Yolculuk (Sefer) Âdâbı
Bu materyal .... diline çevrilmiştir.
Kategoriler
Full Description
YOLCULUK (SEFER) ÂDÂBI
] Türkçe [
آداب السفر
[باللغة التركية ]
Te'lif:
Muhammed b. İbrahim et-Tuveycrî
تأليف/محمد بن إبراهيم التويجري
Terceme:
Muhammed Şahin
ترجمة: محمد بن مسلم شاهين
Tetkik: Ümmü Nebil
مراجعة: أم نبيل
Rabva Semti İslâmî Dâvet Bürosu
المكتب التعاوني للدعوة وتوعية الجاليات بالربوة بمدينة الرياض
1429 - 2008
· Hayırlı kimselerden nasihat etmesini istemek:
Ebu Hureyre'den -Allah ondan râzı olsun- rivâyet olunduğuna göre, o şöyle demiştir:
(( أَنَّ رَجُلًا قَالَ: يَا رَسُولَ اللهِ! إِنِّي أُرِيدُ أَنْ أُسَافِرَ فَأَوْصِنِي، قَالَ: عَلَيْكَ بِتَقْوَى اللهِ وَالتَّكْبِيرِ عَلَى كُلِّ شَرَفٍ. فَلَمَّـا أَنْ وَلَّى الرَّجُلُ قَالَ: اَللَّهُمَّ اطْوِ لَهُ الْأَرْضَ، وَهَوِّنْ عَلَيْهِ السَّفَرَ.)) [أخرجه الترمذي وابن ماجه]

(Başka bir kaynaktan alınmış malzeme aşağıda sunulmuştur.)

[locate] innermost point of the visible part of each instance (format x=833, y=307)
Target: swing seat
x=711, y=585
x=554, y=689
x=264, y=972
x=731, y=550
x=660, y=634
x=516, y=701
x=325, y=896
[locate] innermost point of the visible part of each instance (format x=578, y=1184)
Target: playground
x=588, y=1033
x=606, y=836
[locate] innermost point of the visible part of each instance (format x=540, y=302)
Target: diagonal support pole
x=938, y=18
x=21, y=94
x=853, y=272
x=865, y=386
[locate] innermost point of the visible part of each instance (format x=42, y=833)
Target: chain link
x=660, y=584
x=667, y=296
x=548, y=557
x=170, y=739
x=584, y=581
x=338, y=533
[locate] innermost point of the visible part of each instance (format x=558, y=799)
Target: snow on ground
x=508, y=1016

"Bir adam: Ey Allah'ın elçisi! Ben yolculuğa çıkmak istiyorum, bana nasihat eder misin? dedi.
Rasûlullah -sallallahu aleyhi ve sellem-:
- Allah'tan kork, O'na karşı gelmekten sakın ve her yüksek bir yere geldiğin zaman tekbir getir (Allahu Ekber, de), buyurdu.
Adam dönüp gidince, Rasûlullah -sallallahu aleyhi ve sellem- gıyabında ona şöyle duâ etti:
- Allahım! Ona (gideceği) yeri yakınlaştır (gideceği uzak mesâfeyi ona yakınlaştırarak yolculuğun zorluklarını ondan gider) ve yolculuğu ona kolay kıl."[1]

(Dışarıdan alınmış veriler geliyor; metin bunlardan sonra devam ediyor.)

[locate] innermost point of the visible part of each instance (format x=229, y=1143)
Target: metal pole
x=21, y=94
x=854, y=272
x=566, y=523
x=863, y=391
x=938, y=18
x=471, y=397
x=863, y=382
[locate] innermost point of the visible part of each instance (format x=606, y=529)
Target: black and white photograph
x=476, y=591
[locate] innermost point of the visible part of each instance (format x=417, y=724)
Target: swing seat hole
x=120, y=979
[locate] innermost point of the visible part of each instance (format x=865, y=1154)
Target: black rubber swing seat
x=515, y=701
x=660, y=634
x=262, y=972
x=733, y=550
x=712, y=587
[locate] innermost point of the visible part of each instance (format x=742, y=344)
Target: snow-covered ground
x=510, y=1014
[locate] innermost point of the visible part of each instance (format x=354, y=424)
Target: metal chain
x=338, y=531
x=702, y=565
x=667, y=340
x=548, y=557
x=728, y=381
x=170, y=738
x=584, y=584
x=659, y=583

· Mukimin (geride kalanın), yolculuğa çıkarken yolcu için yapacağı duâ:
Abdullah b. Ömer'den -Allah ondan ve babasından râzı olsun- rivâyet olunduğuna göre, o şöyle demiştir:
(( كَانَ رَسُولُ اللهِ × يُوَدِّعُنَا فَيَقُولُ: أَسْتَوْدِعُ اللهَ دِينَكَ، وَأَمَانَتَـكَ، وَخَوَاتِيـمَ عَمَلِكَ.)) [أخرجه الترمذي]
"Rasûlullah -sallallahu aleyhi ve sellem- bizimle vedâlaşırken şöyle derdi:
- Dînini, emânetini ve işinin âkibetini Allah’a emânet ediyorum."[2]

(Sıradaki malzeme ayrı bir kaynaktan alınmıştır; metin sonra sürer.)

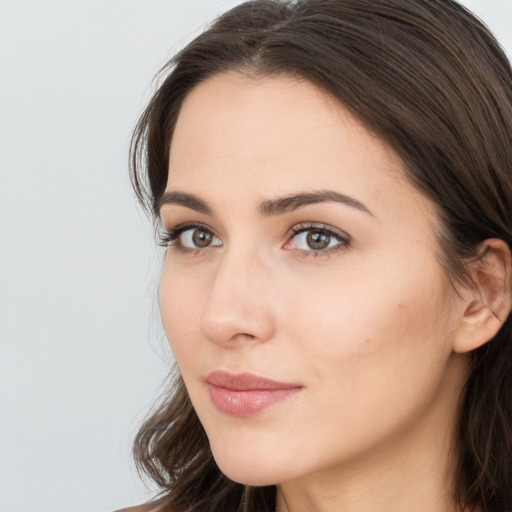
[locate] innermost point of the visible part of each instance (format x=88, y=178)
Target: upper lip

· Yolcunun, vedâlaşırken mukime (geride kalana) yapacağı duâ:
(( أَسْتَودِعُكَ اللهَ الَّذِي لاَ يُضِيعُ وَدَائِعَهُ.)) [أخرجه أحمد]
"Sizi, kendisine bırakılan emânetleri kaybetmeyen Allah’a emânet ediyorum."[3]
· İyi kimselerle yolculuk yapmak:
Ebu Musa el-Eş'arî'den -Allah ondan râzı olsun- rivâyet olunduğuna göre, Peygamber -sallallahu aleyhi ve sellem- şöyle buyurmuştur:
(( مَثَلُ الْـجَلِيسِ الصَّالِـحِ وَالسَّوْءِ كَحَامِلِ الْـمِسْكِ وَنَافِخِ الْكِيرِ. فَحَامِلُ الْـمِسْكِ إمَّا أَنْ يُـحْذِيَكَ، وَإمَّا أَنْ تَبْتَاعَ مِنْـهُ، وَإمَّا أَنْ تَـجِدَ مِنْـهُ رِيـحاً طَيِّبَةً، وَنَافِخُ الْكِيرِ إمَّا أَنْ يُـحْرِقَ ثِيَابَكَ، وَإمَّا أَنْ تَـجِدَ رِيـحاً خَبِيثَةً.)) [متفق عليه]
"İyi arkadaş ile kötü arkadaşın misâli, güzel koku (misk) taşıyan ile körük çeken kimse gibidir. Güzel koku satan kimse ya sana ondan verir (hediye eder), ya ondan satın alırsın, ya da sen ondan güzel bir koku alırsın (onun güzel kokusu senin üzerine siner). Körük çekene gelince o, ya senin elbiseni yakar, ya da sen ondan pis bir koku alırsın (onun pis kokusu senin üzerine siner)."[4]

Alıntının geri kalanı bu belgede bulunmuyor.